John Diamond discussed his book, The CIA and the Culture of Failure (published last month) in an interview with Defense TV. The book traces the tumultuous changes at the CIA following the collapse of the Soviet Union. It details the massive budget cuts, and related cuts in staff, diminishing expertise, and declining confidence within the agency in its ability to do its job. By the mid-1990s when the agency finally woke up to the security threats that had emerged and taken hold it was already too late. Diamond's book was also discussed in an article in the Middle East Times on a massive attack on the 25th anniversary of the multinational peacekeeping force in Beirut, which was the result of an equally massive intelligence failure. And, Steven Aftergood discussed the book in Secrecy News.

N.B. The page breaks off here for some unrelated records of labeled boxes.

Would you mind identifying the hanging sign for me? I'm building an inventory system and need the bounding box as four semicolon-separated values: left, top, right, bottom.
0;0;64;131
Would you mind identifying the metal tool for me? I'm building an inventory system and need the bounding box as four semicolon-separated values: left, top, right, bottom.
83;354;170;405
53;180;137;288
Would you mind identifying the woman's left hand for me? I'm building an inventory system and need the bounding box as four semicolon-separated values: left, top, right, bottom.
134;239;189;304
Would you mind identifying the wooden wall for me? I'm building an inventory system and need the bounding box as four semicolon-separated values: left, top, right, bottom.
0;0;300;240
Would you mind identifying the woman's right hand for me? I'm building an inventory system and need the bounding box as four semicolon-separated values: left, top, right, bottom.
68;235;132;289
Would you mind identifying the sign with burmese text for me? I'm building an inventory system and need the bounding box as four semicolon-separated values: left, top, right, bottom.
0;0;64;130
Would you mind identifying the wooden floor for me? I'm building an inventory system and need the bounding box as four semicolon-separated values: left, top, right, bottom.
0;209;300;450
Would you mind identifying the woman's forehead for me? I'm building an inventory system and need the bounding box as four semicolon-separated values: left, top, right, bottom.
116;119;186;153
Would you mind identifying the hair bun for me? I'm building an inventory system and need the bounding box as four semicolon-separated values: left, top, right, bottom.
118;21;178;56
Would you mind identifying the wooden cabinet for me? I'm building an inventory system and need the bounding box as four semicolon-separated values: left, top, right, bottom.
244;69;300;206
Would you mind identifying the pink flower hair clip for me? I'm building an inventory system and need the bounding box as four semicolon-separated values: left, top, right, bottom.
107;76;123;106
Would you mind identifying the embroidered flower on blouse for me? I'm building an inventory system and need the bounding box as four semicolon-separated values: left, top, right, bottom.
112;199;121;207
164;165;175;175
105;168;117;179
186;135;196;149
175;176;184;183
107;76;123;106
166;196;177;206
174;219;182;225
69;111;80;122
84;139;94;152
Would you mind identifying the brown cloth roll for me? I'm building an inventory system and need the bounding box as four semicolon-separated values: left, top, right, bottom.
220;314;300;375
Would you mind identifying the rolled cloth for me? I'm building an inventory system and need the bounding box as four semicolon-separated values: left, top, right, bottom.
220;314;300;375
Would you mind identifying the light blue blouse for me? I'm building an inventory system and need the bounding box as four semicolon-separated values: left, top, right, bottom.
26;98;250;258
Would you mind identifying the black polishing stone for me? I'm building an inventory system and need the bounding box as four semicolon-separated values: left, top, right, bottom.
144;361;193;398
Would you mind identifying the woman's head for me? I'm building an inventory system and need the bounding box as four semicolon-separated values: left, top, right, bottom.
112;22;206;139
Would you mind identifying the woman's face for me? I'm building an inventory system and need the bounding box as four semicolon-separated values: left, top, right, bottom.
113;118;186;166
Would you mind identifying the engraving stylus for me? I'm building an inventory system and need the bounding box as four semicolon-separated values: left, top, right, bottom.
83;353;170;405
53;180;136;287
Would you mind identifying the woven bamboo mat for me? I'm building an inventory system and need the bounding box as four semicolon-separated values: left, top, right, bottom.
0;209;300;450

As Diamond remarks in his interview with Defense TV, "the two separate streams of this book are, of course, Iraq and al Qaeda, the two enemies that emerged through this period. al Qaeda emerges slowly and it's not really until '96, '97 that the CIA starts to focus on this emerging threat, which is fairly late, that's five or six years after they started. Iraq, of course, was under close scrutiny by the CIA, but there were some mistakes in analysis around the time of the Gulf War and there was political pressure not to repeat those mistakes, in a sense, they made the reverse mistakes. They had, for example, predicted that Iraq was still quite far from a nuclear weapon before the Gulf War, come to find out that they were actually quite close. The CIA said we're not going to make that mistake again."

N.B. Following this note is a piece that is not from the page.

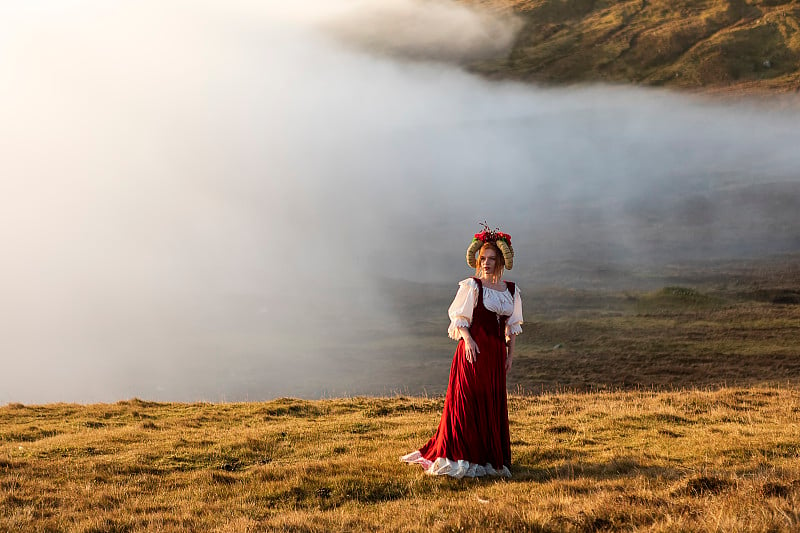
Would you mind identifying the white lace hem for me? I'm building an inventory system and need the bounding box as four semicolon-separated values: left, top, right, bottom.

But the mistakes around 9/11 and Iraq have added a sense of the importance of intelligence, so that both the agency's actions and their political consequences are in greater public scrutiny . "Yes, we're all dismayed at some of the intelligence errors that preceded the war in Iraq and 9/11, but everyone agrees, boy, we need good intelligence. This ultimately will be a good thing for the CIA and the intelligence community."